The neat thing about Minix is that it has a “resurrection server” which looks over all the modules and drivers and decides when to kill them (if they’re in an infinite loop or somesuch), or when to resurrect them (if they died). And you can do little shell scripts to tell it how to behave for each module. So if your ethernet driver chokes on a packet and dies, the resurrection server can resurrect it without the loss of a lot of bandwidth. Benchmark showed impressive results like a loss of only 30% of bandwidth if it dies every 1 second, and almost no bandwidth loss at 10 seconds. This is a great idea as a backup system (like for the Mars rover or somesuch), but at the same time, I think this would promote administrators and driver developers to be more lazy. Why make stable drivers when the resurrection server can just reload it if it dies, right? (I realize this is a fallacy as well, but a reality nonetheless.)
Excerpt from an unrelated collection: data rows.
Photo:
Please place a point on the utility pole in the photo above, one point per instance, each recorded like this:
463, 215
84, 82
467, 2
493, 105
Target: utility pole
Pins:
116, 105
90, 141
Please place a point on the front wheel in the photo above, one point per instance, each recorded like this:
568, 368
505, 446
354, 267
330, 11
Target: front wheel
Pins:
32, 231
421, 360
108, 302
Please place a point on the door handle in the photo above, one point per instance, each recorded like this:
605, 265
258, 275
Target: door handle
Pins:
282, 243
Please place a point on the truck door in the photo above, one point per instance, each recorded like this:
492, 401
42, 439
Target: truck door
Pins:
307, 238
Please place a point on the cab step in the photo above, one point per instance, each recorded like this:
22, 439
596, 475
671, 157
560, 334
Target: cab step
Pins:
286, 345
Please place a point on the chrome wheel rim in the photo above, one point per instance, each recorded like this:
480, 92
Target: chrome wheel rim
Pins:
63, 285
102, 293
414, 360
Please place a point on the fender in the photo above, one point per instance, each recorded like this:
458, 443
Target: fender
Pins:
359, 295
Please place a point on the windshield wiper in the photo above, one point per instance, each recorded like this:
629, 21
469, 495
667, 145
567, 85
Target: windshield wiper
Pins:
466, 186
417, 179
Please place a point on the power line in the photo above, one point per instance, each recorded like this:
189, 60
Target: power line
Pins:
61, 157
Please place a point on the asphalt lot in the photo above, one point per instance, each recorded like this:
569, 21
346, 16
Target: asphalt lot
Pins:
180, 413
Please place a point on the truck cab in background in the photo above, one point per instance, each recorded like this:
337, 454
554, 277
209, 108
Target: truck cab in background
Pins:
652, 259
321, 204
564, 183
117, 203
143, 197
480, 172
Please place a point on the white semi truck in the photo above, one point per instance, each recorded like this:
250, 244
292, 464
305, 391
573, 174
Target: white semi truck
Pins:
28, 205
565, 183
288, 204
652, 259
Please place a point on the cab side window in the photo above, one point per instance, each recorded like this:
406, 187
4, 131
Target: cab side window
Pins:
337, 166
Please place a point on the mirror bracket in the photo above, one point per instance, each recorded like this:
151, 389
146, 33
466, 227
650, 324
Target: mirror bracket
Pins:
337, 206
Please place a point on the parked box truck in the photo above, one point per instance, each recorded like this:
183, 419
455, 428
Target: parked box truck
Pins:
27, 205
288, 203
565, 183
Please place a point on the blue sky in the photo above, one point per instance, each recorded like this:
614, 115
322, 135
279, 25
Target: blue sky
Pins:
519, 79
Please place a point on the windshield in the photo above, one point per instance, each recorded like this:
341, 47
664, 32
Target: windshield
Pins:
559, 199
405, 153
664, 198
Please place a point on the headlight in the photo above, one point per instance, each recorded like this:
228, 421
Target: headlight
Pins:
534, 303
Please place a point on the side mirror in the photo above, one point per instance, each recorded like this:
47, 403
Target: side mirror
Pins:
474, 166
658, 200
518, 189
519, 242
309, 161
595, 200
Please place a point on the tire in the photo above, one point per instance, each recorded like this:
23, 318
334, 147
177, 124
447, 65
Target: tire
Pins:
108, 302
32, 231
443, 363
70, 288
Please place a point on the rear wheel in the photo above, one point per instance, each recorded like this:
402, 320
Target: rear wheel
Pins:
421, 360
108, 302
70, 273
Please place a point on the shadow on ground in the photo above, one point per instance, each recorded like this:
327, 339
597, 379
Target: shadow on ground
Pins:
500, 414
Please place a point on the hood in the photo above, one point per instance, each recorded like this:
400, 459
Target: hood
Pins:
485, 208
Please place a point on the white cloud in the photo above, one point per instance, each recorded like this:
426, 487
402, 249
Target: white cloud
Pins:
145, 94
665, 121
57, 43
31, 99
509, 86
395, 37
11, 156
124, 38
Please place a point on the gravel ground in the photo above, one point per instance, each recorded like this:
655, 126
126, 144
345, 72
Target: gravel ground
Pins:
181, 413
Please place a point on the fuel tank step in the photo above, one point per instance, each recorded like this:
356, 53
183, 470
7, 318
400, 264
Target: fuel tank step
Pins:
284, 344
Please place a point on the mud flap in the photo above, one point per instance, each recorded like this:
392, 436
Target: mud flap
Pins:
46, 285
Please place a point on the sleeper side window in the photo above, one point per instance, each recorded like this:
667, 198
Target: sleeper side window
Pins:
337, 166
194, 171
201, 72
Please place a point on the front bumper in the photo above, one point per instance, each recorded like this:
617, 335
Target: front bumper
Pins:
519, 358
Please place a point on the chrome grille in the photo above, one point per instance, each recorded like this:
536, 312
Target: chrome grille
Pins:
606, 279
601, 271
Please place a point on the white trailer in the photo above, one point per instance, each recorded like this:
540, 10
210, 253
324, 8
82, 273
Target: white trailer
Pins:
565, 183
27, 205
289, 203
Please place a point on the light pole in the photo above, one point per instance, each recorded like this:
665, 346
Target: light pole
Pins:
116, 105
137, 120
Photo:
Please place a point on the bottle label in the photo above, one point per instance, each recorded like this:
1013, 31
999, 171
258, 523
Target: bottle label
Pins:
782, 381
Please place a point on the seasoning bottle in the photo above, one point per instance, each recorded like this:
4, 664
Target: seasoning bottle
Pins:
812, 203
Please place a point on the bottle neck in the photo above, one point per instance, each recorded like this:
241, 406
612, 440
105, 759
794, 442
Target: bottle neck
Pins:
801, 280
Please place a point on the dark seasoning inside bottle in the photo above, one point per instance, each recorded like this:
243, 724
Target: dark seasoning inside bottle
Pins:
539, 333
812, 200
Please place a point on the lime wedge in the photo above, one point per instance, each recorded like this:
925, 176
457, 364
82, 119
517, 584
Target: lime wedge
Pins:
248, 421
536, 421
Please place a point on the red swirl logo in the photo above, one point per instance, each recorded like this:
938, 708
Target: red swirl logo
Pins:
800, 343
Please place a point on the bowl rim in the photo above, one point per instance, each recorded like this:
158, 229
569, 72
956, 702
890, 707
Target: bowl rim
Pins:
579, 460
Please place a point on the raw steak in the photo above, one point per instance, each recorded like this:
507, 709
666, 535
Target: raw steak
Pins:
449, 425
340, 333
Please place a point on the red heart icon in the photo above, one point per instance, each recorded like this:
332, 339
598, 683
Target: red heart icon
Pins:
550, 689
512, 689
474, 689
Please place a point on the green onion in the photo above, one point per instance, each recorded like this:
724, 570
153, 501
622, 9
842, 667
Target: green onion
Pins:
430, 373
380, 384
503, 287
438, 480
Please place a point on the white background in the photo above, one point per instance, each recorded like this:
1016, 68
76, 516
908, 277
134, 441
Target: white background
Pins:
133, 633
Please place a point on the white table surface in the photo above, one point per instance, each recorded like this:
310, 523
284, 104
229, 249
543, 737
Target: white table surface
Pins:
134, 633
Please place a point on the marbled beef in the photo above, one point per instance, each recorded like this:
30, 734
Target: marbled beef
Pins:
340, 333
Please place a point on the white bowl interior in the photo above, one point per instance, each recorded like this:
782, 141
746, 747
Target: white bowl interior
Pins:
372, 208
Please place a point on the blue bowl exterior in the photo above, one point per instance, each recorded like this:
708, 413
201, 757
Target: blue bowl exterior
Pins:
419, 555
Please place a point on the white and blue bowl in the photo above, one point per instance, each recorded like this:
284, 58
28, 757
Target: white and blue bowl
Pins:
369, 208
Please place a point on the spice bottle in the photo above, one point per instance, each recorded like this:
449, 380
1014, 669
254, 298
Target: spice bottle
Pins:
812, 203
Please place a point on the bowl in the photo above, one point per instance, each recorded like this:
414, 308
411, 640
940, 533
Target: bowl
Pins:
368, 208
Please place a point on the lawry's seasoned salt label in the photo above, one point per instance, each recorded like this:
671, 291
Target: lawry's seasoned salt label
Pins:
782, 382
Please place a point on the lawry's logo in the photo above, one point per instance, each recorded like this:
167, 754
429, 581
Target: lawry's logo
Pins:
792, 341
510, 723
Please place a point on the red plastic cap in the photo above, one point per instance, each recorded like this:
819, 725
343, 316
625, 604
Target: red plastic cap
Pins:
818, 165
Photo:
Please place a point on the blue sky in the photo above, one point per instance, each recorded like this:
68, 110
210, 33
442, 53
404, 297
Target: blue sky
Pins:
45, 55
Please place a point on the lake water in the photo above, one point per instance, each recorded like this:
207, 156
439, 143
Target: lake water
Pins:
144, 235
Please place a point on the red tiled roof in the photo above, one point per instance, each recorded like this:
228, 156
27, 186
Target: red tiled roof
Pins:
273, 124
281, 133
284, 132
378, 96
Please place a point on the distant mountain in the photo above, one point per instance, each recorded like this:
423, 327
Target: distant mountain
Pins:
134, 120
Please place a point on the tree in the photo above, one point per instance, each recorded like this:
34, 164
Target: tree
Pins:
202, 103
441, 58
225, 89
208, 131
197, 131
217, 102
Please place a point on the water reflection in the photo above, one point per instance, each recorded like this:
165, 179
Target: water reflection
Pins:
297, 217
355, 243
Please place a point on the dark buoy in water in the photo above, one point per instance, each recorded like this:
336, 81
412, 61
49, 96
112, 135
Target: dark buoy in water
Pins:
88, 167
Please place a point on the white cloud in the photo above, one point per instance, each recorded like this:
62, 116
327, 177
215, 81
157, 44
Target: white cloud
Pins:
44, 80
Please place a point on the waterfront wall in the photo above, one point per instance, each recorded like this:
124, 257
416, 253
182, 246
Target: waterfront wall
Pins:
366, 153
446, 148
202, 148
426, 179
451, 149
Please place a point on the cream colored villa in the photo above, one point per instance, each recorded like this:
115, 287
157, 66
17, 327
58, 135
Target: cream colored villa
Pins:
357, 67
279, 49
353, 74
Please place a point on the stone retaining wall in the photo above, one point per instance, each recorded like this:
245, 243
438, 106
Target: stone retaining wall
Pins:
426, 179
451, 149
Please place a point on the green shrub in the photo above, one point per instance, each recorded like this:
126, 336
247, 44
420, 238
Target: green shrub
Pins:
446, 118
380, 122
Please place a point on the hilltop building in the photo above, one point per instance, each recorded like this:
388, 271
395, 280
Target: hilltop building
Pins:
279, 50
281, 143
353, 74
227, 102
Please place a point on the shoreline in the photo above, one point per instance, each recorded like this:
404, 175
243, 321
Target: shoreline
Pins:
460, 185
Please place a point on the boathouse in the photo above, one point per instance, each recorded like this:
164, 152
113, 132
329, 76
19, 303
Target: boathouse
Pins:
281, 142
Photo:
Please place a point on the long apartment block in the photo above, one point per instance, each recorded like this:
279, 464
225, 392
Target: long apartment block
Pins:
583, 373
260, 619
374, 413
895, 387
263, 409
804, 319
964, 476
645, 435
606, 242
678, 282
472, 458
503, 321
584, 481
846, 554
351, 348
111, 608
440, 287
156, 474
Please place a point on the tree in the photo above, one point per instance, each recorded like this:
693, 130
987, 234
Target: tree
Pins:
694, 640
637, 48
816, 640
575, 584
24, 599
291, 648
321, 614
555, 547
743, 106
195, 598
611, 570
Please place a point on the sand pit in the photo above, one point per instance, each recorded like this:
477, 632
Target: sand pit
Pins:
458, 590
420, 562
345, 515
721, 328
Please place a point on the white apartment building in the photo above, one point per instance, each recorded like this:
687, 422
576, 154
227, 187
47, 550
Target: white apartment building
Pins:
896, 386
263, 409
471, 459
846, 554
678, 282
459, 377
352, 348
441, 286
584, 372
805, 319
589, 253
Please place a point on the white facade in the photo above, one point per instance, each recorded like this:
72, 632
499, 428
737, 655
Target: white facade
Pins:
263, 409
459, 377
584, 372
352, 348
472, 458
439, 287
So, how small is this microkernel? Andy predicts that a fully functional version of the kernel will be ~7,000 lines of code (in comparison, there’s ~6 million lines of code in the linux kernel 2.60). It’s not that 5.99 million lines of code disappear, they’re simply moved over to userspace. I have a few problems with this.

1. Drivers: If it’s all in user-space, and access is limited by the administrator, how much more of a hassle will it be to install all of your drivers if you have to manually specify which system calls each driver is allowed to use? Wont this encourage administrators to just allow everything to all drivers (Windows syndrome)? I suppose some installation procedures could be written to handle this and “guess” the required system calls, but still unreliable. Hard to automate.
2. Diminishing the power of bugs: The easiest bugs to squash are the ones that are right up in your face every step of the way. The hardest are the ones that are unnoticeable and hard to find. Moving bugs to userland and automating recover (via resurrection server) makes bugs a lot less noticeable, a lot less likely to get fixed. Hiding bugs isn’t the solution to good code. Surely this is a good idea, if not a necessity, for mission-critical situations like the Mars rover (where I’m sure similar systems exist). But for average usage, this may prove to be counterproductive to development of good code.
3. Andy’s argument for application: He kept saying that the overhead created by this system is insignificant due to the virtually unlimited resources that desktops have today. As computer scientists, we would naturally reject that argument for the sake of optimizations, but let’s play along. Towards the end of the lecture, Andy listed the applications to be things like embedded devices, cellphones, minimalistic devices (third-world laptops), and mission-critical devices (Mars rover example, again). I completely agree with this list of applications (as stated in argument #2), but: These devices don’t have unlimited resources. They are very limited, and such overhead would definitely be something that needs to be considered. This is clearly a faulty argument

Argument holes aside, it’s a “good” system. It’s definitely something that needs to be considered for the mainstream, but with large grains of salt. Hats off to Andy Tanenbaum for being one of the most productive people I know of, as this is all one of his many hobbies while he teaches Computer Science at Vrije Universiteit, Amsterdam.